Hollywood has shut down production of Milton’s epic Paradise Lost because of budget constraints and problems with special effects.

All we can say is, Hallelujah. Aside from the fact that the book is always better than the movie, the thought of staring at Bradley Cooper’s face for 2 hours, attempting to play Lucifer, is frightening. We imagine the viewer would indeed, had the movie been released, been dragged into a war between heaven and hell – heaven being Milton’s poem, and hell being the movie version.

Why is it so problematic?

Firstly because Hollywood has been churning out sentimental, effects-laden drivel of late, rendering everything valuable utterly vapid. Hollywood’s job, it seems, is to try and make you cry as fast as possible, with cliched, templated scripts. Like what they did with the recent Star Trek films. Or with Prometheus, the prequel to Alien, which may have been similar in form to the original, but completely devoid of its spirit.

Secondly, the film was going to be directed by Alex Proyas of I Robot fame. And while Proyas did a great job with Dark City, Milton’s Paradise Lost is not a dystopic fairytale, but a deeply theological work.
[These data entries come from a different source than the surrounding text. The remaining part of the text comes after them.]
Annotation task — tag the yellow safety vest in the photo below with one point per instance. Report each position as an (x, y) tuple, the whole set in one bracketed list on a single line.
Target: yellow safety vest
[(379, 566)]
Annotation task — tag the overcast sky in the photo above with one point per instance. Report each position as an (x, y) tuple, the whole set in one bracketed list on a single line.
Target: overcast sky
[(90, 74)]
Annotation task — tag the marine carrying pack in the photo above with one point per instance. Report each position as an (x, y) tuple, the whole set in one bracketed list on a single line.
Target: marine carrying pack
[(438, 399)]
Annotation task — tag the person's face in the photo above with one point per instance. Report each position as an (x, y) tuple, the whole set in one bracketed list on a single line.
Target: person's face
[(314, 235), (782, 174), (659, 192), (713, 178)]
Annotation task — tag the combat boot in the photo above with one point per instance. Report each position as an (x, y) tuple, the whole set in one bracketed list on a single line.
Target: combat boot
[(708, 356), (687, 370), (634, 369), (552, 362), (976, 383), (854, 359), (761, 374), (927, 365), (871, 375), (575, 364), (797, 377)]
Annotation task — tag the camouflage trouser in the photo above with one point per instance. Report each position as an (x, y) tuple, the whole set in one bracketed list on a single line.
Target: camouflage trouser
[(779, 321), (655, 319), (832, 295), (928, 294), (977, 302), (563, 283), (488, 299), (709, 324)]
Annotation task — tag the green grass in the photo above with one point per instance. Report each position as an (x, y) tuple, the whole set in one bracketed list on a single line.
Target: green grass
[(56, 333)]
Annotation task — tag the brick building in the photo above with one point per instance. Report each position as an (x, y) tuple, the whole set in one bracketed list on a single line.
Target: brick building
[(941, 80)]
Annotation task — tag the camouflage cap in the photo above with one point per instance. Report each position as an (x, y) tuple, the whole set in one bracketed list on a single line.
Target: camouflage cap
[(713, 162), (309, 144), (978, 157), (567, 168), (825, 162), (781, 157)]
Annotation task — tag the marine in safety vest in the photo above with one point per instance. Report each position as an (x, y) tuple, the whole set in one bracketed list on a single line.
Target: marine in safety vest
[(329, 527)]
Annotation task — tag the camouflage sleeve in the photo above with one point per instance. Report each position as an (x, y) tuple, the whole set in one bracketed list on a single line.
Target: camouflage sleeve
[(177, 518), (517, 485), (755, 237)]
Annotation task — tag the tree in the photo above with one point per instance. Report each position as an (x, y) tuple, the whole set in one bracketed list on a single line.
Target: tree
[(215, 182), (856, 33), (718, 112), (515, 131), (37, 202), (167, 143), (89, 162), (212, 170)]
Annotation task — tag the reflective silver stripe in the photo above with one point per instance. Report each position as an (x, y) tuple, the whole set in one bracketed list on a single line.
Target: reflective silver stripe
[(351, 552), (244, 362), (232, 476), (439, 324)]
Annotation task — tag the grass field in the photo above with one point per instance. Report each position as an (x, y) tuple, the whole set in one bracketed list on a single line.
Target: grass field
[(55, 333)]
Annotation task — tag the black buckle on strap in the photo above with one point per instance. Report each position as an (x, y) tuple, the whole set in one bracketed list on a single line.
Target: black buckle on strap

And despite the modern inclination to assume that theology and fantasy are essentially the same thing, treating Paradise Lost in this manner will render it hollow and meaningless – the struggle between Good and Evil, Man’s internal crises, and other themes cannot be separated from the religious basis of Paradise Lost. To do so would be a mockery of Milton, and would make Paradise Lost become more like Dogma, the very smug 1999 comedy about two fallen angels.

All we can say is, the shutting down of Paradise Lost: The Movie is a piece of paradise regained.